Algısal beceri, duyusal uyaranlara belirli işlerin yapılabilmesini sağlayan kazanılmış bir beceridir. Bazı devimsel eylemler kendiliğinden gelişirse de, insanın devimsel becerilerinin çoğu belli bir alıştırmayı gerektirir. Örneğin, yürümek,

yemek yemek ve giyinmek gibi görünüşte oldukça basit olan beceriler, çocuklara ancak alıştırma yoluyla öğretilebilir. Kusursuz bir eşgüdümü gerektiren etkinliklerde ustalık kazanılması, örneğin, bir piyanistin tuşlara hâkimiyeti, toplumda her zaman hayranlık uyandırmıştır (Ana Britannica, 1993: 377).

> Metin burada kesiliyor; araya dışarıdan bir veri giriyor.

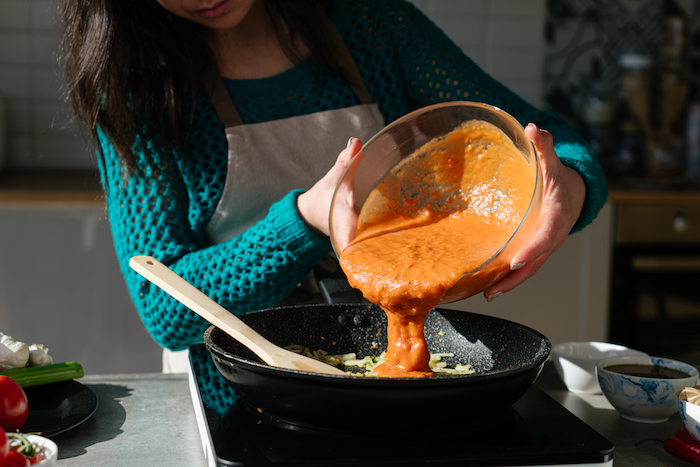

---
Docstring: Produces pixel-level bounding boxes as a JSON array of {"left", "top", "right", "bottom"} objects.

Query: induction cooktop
[{"left": 189, "top": 344, "right": 614, "bottom": 467}]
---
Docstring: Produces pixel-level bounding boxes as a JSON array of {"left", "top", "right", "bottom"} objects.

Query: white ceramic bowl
[
  {"left": 27, "top": 435, "right": 58, "bottom": 467},
  {"left": 596, "top": 357, "right": 698, "bottom": 423},
  {"left": 5, "top": 435, "right": 58, "bottom": 467},
  {"left": 678, "top": 399, "right": 700, "bottom": 444},
  {"left": 552, "top": 342, "right": 647, "bottom": 394}
]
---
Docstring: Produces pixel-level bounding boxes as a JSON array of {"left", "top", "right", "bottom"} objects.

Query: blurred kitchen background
[{"left": 0, "top": 0, "right": 700, "bottom": 373}]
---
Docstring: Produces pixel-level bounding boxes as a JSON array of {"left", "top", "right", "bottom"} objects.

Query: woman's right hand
[{"left": 297, "top": 138, "right": 362, "bottom": 236}]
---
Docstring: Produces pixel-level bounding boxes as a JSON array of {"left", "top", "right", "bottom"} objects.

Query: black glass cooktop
[{"left": 190, "top": 345, "right": 614, "bottom": 466}]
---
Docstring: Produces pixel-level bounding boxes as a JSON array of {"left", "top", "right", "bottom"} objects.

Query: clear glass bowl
[{"left": 330, "top": 102, "right": 542, "bottom": 303}]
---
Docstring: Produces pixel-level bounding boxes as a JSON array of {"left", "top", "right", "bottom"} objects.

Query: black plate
[{"left": 22, "top": 381, "right": 97, "bottom": 438}]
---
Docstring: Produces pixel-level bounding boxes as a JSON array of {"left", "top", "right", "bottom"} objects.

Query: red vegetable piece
[
  {"left": 664, "top": 438, "right": 700, "bottom": 467},
  {"left": 0, "top": 375, "right": 29, "bottom": 431},
  {"left": 0, "top": 451, "right": 29, "bottom": 467},
  {"left": 0, "top": 428, "right": 10, "bottom": 458}
]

Böylesine karmaşık becerileri edinmek ve uygulayabilmek için, algısal uyarımların yakından gözlenmesi gereklidir.

Devimsel becerinin edinilmesinde üç ayrı aşama olduğu sanılmaktadır. Kavrama aşaması denen ilk aşamada kişi, yapacağı işin gereklerini kavramak zorundadır. İkinci aşamada, kişi o zamana kadar öğrenmiş olduğu becerileri anımsar, bu işe özgü devimsel becerileri edinir ve uygunsuz hareketlerden kaçınmak için bu iki beceriyi kaynaştırır. Son aşamada, becerinin gittikçe otomatikleşmesi sonucunda kişi, sürecin her basamağını düşünmekten kurtulur ve dış verilere bağlılığını olabildiğince azaltır. Devimsel becerilerin yitirilmemesi, beceride ulaşılan ustalık düzeyine bağlıdır. Beceride ulaşılan ustalık düzeyi yükseldikçe, kişinin o beceriyi koruyup sürdürme olasılığı da o kadar artar (Ana Britannica,1993:377).

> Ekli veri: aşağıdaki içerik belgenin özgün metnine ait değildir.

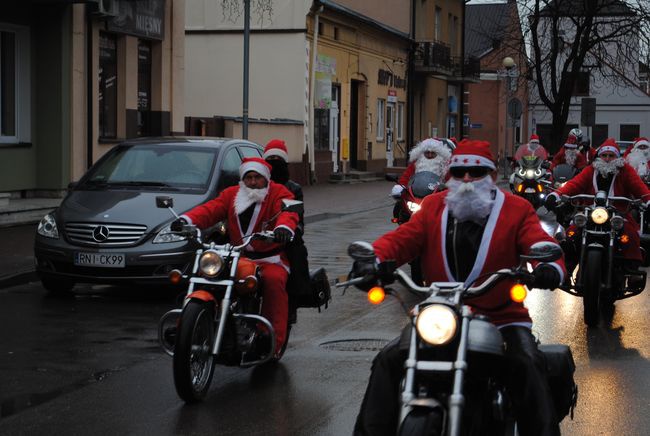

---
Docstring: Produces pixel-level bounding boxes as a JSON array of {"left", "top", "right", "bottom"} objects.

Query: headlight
[
  {"left": 406, "top": 201, "right": 420, "bottom": 213},
  {"left": 199, "top": 250, "right": 223, "bottom": 277},
  {"left": 610, "top": 215, "right": 625, "bottom": 230},
  {"left": 37, "top": 213, "right": 59, "bottom": 239},
  {"left": 573, "top": 213, "right": 587, "bottom": 227},
  {"left": 591, "top": 207, "right": 609, "bottom": 224},
  {"left": 153, "top": 224, "right": 187, "bottom": 244},
  {"left": 415, "top": 304, "right": 457, "bottom": 345}
]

Eğitim sürecinde, eğitilmek istenen bireyde algının ne ölçüde gerçekleşip gerçekleşmediğinin bilgisine sahip olmak önemlidir. Algı, öğrenmenin ve davranışın temeli durumundadır. Algı olmadan, ne öğrenme olabilmekte ne de davranış ortaya çıkabilmektedir.